Three hundred yards away he turned and came back, racing; leaning out as he
passed, to wave jeeringly at the group about the disabled machine: "Git a
hoss! Git a hoss! Git a--"
The trotter had broken into a gallop, and Lucy cried a warning: "Be
careful!" she said. "Look where you're driving! There's a ditch on
that side. Look -"
George turned too late; the cutter's right runner went into the ditch and
snapped off; the little sleigh upset, and, after dragging its occupants some
fifteen yards, left them lying together in a bank of snow. Then the vigorous
young horse kicked himself free of all annoyances, and disappeared down the
road, galloping cheerfully.
CHAPTER
VIII
WHEN George regained some measure of his presence of mind, Miss Lucy
Morgan's cheek, snowy and cold, was pressing his nose slightly to one side; his
right arm was firmly about her neck; and a monstrous amount of her fur boa
seemed to mingle with an equally unplausible quantity of snow in his mouth. He
was confused, but conscious of no objection to any of these juxtapositions.
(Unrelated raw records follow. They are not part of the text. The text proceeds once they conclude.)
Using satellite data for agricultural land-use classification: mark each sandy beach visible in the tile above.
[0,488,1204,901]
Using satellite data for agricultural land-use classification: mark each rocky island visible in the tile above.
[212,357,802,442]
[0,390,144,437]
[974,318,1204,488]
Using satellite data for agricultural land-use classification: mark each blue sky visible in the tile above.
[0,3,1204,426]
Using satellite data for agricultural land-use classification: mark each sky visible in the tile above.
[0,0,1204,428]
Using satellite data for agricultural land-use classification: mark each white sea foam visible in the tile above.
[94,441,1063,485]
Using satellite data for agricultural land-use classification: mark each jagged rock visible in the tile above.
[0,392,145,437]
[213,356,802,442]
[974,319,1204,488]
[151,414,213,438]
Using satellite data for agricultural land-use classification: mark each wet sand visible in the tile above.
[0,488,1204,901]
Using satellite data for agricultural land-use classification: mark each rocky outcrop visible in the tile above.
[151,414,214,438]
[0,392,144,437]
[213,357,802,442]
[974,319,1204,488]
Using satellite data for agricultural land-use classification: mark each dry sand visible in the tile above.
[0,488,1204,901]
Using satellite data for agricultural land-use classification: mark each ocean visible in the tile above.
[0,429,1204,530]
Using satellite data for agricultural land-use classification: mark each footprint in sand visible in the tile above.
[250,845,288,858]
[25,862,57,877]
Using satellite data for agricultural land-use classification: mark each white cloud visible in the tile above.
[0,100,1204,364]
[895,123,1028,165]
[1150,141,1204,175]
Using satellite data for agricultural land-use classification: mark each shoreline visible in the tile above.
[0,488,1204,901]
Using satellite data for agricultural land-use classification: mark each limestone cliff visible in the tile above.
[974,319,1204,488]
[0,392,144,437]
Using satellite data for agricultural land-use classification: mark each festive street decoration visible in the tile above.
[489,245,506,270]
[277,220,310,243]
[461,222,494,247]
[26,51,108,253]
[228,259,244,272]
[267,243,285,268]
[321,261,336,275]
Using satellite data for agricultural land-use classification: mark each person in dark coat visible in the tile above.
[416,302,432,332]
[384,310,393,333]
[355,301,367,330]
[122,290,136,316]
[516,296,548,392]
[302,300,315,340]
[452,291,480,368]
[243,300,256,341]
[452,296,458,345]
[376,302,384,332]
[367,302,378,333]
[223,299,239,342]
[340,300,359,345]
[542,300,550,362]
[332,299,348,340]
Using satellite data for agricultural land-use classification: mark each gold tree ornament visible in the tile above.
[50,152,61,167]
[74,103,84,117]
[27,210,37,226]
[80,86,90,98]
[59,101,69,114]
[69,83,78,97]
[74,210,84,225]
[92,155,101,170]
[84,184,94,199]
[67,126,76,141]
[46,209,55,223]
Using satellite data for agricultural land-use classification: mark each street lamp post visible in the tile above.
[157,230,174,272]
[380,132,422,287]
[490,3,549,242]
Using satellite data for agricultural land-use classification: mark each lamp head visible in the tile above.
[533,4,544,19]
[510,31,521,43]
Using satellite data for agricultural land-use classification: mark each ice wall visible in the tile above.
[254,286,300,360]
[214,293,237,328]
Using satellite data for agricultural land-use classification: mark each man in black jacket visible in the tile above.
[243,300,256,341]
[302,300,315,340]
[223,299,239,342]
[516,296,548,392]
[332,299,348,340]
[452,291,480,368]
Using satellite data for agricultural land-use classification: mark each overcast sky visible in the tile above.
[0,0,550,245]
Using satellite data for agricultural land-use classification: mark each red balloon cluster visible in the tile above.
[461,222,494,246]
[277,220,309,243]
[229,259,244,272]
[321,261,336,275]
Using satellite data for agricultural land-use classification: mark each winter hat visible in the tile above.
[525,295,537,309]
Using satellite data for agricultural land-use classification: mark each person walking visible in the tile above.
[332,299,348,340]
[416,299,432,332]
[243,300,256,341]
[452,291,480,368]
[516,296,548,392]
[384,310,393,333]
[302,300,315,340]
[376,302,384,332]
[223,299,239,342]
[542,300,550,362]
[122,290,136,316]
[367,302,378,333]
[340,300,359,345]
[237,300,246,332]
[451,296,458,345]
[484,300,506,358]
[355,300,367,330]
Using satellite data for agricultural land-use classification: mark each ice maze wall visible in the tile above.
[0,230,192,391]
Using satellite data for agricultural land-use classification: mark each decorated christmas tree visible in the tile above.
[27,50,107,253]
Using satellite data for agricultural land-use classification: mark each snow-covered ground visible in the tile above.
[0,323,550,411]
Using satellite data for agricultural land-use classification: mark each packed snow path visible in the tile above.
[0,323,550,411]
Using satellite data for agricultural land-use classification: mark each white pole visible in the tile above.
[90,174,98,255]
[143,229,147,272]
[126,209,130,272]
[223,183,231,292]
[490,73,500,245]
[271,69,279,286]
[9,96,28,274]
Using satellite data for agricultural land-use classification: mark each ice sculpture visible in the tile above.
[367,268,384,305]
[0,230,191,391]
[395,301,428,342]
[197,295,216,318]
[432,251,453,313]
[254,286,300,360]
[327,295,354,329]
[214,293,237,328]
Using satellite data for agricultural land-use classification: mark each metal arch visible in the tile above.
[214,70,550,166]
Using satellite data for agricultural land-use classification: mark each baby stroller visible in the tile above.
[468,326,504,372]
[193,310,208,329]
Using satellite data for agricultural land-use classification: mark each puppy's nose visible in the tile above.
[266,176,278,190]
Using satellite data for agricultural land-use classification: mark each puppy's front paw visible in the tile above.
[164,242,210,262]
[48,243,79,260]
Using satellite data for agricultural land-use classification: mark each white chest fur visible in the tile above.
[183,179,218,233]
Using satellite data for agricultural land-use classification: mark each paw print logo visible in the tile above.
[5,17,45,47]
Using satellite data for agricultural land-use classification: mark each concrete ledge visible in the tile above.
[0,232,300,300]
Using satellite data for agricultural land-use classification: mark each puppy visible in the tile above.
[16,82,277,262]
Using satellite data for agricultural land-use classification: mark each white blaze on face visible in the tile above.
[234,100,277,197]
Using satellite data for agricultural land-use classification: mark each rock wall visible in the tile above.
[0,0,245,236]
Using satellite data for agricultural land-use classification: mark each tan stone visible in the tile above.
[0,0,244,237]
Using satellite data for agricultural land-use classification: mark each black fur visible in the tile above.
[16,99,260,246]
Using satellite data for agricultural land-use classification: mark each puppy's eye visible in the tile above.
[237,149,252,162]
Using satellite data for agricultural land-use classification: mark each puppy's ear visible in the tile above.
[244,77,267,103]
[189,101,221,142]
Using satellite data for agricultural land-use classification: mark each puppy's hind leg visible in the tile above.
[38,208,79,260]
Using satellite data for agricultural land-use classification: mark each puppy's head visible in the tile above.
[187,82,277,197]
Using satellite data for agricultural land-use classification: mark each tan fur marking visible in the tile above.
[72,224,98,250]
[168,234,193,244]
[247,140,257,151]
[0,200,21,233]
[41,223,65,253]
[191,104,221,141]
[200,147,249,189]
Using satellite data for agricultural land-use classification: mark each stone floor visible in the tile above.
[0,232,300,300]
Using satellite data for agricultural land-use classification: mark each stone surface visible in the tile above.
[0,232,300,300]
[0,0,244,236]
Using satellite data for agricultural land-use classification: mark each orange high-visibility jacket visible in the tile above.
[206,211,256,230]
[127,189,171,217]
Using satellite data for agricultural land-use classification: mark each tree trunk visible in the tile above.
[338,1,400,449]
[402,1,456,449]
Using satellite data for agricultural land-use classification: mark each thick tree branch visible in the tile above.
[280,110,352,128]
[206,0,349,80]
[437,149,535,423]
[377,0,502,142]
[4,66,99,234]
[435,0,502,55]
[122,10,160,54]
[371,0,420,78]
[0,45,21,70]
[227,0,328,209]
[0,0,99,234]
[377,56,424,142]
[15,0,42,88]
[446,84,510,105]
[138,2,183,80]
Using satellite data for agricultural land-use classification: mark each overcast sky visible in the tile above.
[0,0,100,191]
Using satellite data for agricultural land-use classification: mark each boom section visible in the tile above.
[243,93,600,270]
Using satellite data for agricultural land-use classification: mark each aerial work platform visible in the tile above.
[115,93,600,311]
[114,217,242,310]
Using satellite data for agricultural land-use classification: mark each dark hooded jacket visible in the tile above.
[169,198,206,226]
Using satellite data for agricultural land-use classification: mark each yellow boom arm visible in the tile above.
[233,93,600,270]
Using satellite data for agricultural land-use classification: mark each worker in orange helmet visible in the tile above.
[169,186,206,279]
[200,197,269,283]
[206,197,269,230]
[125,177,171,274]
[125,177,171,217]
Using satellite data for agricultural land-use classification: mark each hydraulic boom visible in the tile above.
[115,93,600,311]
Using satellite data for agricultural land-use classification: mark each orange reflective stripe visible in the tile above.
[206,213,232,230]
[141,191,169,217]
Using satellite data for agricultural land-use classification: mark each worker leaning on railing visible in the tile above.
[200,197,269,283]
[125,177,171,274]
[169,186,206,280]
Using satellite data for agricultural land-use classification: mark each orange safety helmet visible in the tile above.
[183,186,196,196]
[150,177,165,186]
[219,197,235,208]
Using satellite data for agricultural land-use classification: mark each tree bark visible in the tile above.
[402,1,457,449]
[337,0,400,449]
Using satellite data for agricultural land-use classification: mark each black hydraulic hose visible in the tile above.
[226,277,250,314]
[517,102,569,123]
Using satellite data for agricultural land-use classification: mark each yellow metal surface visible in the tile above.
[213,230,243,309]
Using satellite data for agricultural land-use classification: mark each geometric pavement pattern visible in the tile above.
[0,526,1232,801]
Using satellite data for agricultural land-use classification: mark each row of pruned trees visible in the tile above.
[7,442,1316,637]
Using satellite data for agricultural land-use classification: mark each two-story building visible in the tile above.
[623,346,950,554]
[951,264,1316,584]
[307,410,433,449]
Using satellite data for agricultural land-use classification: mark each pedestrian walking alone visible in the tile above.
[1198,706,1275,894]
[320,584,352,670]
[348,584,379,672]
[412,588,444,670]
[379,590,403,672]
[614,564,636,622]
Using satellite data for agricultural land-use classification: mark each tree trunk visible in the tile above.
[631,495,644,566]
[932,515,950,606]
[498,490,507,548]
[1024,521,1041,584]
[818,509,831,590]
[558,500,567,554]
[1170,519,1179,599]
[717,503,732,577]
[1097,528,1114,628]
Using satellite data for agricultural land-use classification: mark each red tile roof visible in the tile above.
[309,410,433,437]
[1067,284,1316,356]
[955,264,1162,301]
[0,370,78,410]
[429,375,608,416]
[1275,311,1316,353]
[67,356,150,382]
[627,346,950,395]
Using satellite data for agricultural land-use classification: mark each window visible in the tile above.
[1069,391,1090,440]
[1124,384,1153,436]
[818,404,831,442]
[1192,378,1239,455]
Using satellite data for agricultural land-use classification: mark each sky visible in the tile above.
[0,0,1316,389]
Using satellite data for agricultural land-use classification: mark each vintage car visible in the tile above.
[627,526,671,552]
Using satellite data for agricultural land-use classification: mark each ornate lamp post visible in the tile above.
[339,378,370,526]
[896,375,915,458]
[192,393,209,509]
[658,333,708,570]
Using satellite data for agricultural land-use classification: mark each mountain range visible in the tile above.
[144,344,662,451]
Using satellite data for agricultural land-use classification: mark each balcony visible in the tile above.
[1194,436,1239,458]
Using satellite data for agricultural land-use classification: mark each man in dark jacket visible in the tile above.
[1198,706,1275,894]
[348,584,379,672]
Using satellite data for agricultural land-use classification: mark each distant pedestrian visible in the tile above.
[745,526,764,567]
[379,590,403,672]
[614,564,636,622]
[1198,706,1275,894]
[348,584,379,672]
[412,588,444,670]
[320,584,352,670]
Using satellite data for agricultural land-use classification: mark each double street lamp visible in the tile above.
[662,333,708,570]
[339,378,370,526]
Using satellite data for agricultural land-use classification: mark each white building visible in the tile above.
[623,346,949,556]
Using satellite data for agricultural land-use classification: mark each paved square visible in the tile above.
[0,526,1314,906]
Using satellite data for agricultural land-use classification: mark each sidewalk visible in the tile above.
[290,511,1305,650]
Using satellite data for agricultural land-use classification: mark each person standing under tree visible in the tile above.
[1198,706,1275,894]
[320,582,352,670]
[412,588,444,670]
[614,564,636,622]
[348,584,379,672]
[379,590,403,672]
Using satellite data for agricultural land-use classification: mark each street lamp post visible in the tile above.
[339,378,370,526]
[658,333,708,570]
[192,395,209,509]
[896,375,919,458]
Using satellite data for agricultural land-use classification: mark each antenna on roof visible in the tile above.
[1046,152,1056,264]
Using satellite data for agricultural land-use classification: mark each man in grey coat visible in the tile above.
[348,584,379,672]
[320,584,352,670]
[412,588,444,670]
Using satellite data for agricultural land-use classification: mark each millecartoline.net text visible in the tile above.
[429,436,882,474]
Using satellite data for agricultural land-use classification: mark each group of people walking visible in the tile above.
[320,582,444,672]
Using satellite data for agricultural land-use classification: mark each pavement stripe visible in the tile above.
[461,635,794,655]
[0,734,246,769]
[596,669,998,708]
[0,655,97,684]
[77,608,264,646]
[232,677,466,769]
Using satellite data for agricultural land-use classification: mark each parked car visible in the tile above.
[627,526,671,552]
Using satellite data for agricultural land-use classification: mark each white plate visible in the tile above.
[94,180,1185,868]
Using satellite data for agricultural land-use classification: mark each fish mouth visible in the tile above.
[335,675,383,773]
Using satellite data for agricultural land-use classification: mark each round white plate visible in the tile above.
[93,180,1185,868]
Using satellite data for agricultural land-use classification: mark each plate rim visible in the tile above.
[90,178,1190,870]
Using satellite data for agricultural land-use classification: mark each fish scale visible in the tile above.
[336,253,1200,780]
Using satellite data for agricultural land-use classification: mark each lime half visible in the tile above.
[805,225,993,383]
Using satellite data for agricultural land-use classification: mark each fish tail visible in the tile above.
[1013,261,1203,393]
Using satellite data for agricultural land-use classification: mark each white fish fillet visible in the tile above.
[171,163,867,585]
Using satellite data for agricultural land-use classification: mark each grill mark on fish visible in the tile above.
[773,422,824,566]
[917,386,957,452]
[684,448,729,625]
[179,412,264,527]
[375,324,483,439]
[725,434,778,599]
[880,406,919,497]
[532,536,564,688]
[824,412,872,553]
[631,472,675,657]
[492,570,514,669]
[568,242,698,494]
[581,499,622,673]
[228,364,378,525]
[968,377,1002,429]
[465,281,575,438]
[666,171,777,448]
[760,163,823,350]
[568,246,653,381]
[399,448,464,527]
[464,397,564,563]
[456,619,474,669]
She
was apparently uninjured, for she sat up, hatless, her hair down, and said
mildly:
"Good heavens!"
Though her father had been under his machine when they passed, he was the
first to reach them. He threw himself on his knees beside his daughter, but
found her already laughing, and was reassured. "They're all right,"
he called to Isabel, who was running toward them, ahead of her brother and
Fanny Minafer. "This snowbank's a feather bed--nothing the matter with
them at all. Don't look so pale!"
"Georgie!" she gasped. "Georgie!"
Georgie was on his feet, snow all over him.
"Don't make a fuss, mother! Nothing's the matter. That darned silly
horse--"
Sudden tears stood in Isabel's eyes. "To see you down
underneath--dragging--oh!----" Then with shaking hands she began to brush
the snow from him.
"Let me alone," he protested. "You'll ruin your gloves.
You're getting snow all over you, and--"
"No, no!" she cried. "You'll catch cold; you mustn't catch
cold!" And she continued to brush him.
Amberson had brought Lucy's hat; Miss Fanny acted as lady's-maid; and both
victims of the accident were presently restored to about their usual appearance
and condition of apparel. In fact, encouraged by the two older gentlemen, the
entire party, with one exception, decided that the episode was after all a
merry one, and began to laugh about it. But George was glummer than the December
twilight now swiftly closing in.
"That darned horse!" he said.
"I wouldn't bother about Pendennis, Georgie," said his uncle.
"You can send a man out for what's left of the cutter to-morrow, and
Pendennis will gallop straight home to his stable: he'll be there a long while
before we will, because all we've got to depend on to get us home is Gene
Morgan's broken-down chafing-dish yonder."